I am trying to pull a string name that is within a parentheses that contains the strings follow by comma and an integer.
My current dataframe output is this:
print df1:
name matches best match best 2 best 3
0 aparna [(aparn, 91), (Pankaj, 67), (arup, 45)] (aparn, 91) (Pankaj, 67) (arup, 45)
1 pankaj [(Pankaj, 100), (aparn, 55), (abc, 30)] (Pankaj, 100) (aparn, 55) (abc, 30)
2 sudhir [(sudhir c, 95), (arup, 22), (aparn, 18)] (sudhir c, 95) (arup, 22) (aparn, 18)
3 Geeku [(Geek, 89), (arup, 22), (Pankaj, 18)] (Geek, 89) (arup, 22) (Pankaj, 18)
But I want the data frame output to look like this:
print df1:
name matches best match best 2 best 3
0 aparna [(aparn, 91), (Pankaj, 67), (arup, 45)] aparn Pankaj arup
1 pankaj [(Pankaj, 100), (aparn, 55), (abc, 30)] Pankaj aparn abc
2 sudhir [(sudhir c, 95), (arup, 22), (aparn, 18)] sudhir c arup aparn
3 Geeku [(Geek, 89), (arup, 22), (Pankaj, 18)] Geek arup Pankaj
I currently have my df column as:
dframe1['best match'] = dframe1['matches'].str[0] #first best match (new column)

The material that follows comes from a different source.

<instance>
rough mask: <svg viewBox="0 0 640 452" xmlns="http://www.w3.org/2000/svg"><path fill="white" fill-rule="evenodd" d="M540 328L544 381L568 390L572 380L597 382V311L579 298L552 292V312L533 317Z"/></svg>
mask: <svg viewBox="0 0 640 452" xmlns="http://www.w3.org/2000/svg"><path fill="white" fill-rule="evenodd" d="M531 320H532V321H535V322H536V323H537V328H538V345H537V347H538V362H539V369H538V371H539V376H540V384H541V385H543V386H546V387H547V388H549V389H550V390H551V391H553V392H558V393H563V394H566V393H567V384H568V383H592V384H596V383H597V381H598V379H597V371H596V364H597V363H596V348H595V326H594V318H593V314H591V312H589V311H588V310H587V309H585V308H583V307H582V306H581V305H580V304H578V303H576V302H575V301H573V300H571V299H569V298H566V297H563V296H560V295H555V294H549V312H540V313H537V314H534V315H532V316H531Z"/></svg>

dframe1['best 2'] = dframe1['matches'].str[1] #2nd best match
dframe1['best 3'] = dframe1['matches'].str[2] #3nd best match
I have tried using str.extract but I am confused on how to only focus on grabbing the alphabet pattern.
CodePudding user response:
my first guess is, your problem is not about string handling but about accessing the items inside the array and the tuple. Does this work for you?
dframe1['best match'] = dframe1['matches'][0][0] #first best match (new column)
A few comments as explanation:
dframe1['matches'][0]
addresses the first item in your array:("aparn", 91)
. This is a Python tupledframe1['matches'][0][0]
addresses the first item in this tuple:"aparn"
More details about handling tuples in Python: https://www.w3schools.com/python/python_tuples.asp
CodePudding user response:
The solution to this problem is to use the function .apply I added .apply(lambda x: x[0]) to the end of dframe1['best match'] = dframe1['matches'].str[0] and the wanted output was successfully created.
dframe1['best match'] = dframe1['matches'].str[0].apply(lambda x: x[0])
also ty @KonstantinA.Magg and @Samwise for the help. It is a tuple, that def help with searching for the right function to use.